Camisa Seleção Brasileira 2026 azul polêmica não terá “Vai Brasa”
A repercussão negativa em torno do novo uniforme da seleção brasileira levou a Confederação Brasileira de Futebol a rever parte do projeto divulgado neste mês, após críticas de torcedores e questionamentos sobre identidade e tradição.
O principal ponto de tensão surgiu com a presença da palavra “Brasa” nos meiões do uniforme principal, proposta que foi vinculada a uma campanha publicitária associada ao período pré-Copa. A reação foi imediata nas redes e chegou rapidamente aos bastidores da entidade.
CBF admite surpresa e promete alteração
O presidente da CBF, Samir Xaud, afirmou que a inclusão do termo não fazia parte da versão inicialmente apresentada à nova gestão. Segundo ele, a decisão foi tomada sem alinhamento completo com a entidade, o que gerou desconforto interno.
A gente foi pego de surpresa. O que nos foi mostrado antes não tinha essa referência. O uniforme principal da seleção não terá essa alteração, afirmou o dirigente.
Xaud também indicou que a entidade já iniciou tratativas para substituir a inscrição e garantir que o uniforme mantenha o nome oficial do país. A sinalização ocorre em meio à pressão por respeito à identidade visual tradicional da equipe.
Contrato herdado e conflito de visão
A situação expõe um ponto sensível dentro da CBF, a convivência entre contratos firmados em gestões anteriores e a linha adotada pela atual direção. O acordo com a fornecedora foi mantido, mas passou a ser reavaliado sob o ponto de vista institucional.

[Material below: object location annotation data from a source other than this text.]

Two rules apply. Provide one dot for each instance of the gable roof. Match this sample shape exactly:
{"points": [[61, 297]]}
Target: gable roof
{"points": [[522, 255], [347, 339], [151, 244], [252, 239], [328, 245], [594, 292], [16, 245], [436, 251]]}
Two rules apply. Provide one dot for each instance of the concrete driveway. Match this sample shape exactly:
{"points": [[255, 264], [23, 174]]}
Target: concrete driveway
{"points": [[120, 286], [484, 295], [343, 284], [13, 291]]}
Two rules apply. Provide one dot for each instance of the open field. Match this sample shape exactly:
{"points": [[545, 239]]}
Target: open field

- A entidade defende a preservação da identidade da seleção como elemento central
- A estratégia de marketing global é vista como necessária, mas precisa de ajustes
- O episódio abriu debate interno sobre limites comerciais no uniforme
Apesar do impasse, a CBF sinalizou que não pretende romper com parceiros comerciais, mas quer maior controle sobre decisões que impactem diretamente a imagem da seleção.
Uso de marca internacional divide opiniões
Outro ponto que chamou atenção foi a presença da logomarca da Jordan Brand no uniforme reserva. Diferentemente da polêmica anterior, a entidade não demonstrou resistência nesse caso.
A avaliação interna é de que a associação com uma marca global fortalece a visibilidade internacional da seleção e amplia o alcance comercial do produto, especialmente em mercados estratégicos fora do Brasil.
Estreia em meio à pressão
O novo uniforme entra em campo em meio a um ambiente ainda sensível. A seleção brasileira foi derrotada pela França por 2 a 1 em amistoso recente, resultado que aumentou a pressão sobre o momento da equipe dentro e fora de campo.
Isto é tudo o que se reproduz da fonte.